Katherine of Alexandria Ltd is not authorised by the FCA so was in breach of the provisions of section 19 of the Financial Services and Markets Act 2000 (FSMA).
We have given very careful and measured consideration to the options available to us. Although we believe that Katherine of Alexandria Ltd established and operated a CIS without FCA authorisation, we do not believe it would be in the investors’ best interests for us to pursue legal or enforcement action at the current time to close down either the company or the film investment scheme.
What this means for investors
We want investors to have all of the available options; it is up to them whether they act on them.
If you invested in this scheme, you:
- may therefore be entitled under section 26 of FSMA to recover any money or other property paid or transferred by you under the agreement with Katherine of Alexandria Ltd, and compensation for any loss sustained as a result of having parted with it.
- may be able to unwind your contract with Katherine of Alexandria Ltd.

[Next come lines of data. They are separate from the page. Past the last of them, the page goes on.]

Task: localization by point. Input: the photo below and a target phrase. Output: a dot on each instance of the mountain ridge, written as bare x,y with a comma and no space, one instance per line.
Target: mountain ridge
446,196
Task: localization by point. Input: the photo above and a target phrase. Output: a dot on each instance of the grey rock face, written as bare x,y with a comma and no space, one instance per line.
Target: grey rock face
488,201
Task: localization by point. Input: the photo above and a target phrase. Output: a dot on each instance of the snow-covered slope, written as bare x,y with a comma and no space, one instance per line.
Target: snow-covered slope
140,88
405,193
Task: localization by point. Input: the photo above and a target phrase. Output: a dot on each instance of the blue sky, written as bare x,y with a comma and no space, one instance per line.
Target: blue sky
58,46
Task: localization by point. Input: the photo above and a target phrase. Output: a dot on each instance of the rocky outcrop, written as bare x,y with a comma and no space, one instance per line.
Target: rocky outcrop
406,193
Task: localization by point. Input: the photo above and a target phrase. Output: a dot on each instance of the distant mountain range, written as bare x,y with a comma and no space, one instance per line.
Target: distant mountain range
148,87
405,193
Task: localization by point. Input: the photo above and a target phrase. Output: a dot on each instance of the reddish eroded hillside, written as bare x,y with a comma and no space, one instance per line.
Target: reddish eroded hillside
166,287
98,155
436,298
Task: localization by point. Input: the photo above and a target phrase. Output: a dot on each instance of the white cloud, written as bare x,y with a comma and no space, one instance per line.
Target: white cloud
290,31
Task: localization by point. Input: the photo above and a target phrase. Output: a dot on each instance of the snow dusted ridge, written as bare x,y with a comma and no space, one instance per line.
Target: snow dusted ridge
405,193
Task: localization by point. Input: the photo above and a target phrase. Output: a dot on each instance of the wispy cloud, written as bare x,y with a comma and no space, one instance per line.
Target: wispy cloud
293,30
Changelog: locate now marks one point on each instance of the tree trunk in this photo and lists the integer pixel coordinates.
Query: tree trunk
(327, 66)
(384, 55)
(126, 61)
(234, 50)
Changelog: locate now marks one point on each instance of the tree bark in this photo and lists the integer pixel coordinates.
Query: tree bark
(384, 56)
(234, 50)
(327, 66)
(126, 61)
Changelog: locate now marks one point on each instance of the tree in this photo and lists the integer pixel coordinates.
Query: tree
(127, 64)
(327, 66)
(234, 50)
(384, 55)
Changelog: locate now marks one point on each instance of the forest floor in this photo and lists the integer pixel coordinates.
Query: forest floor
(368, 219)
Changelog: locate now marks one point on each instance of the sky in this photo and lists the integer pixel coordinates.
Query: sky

- may wish to seek independent legal advice about your position under FSMA.
Investors should also be aware that if they deal with a firm that is not authorised by us, they will not have access to the Financial Ombudsman Service or Financial Services Compensation Scheme if things go wrong or if they have a complaint against the firm.
If you are concerned about your investments in the film, you can report your concerns to us via the Customer Contact Centre.
Section 19 of FSMA, also known as the general prohibition, states that a person may not carry on a regulated activity in the UK unless they are authorised by the FCA or exempt. Regulated activities include establishing, operating or winding up a CIS. Under section 23 of FSMA, it is a criminal offence to act in breach of the general prohibition.
A breach of section 19 of FSMA by an unauthorised firm gives rise to consumers’ statutory rights under section 26 of FSMA. Under section 26, an agreement made by a person in the course of carrying on regulated activity in contravention of the general prohibition is unenforceable against another party.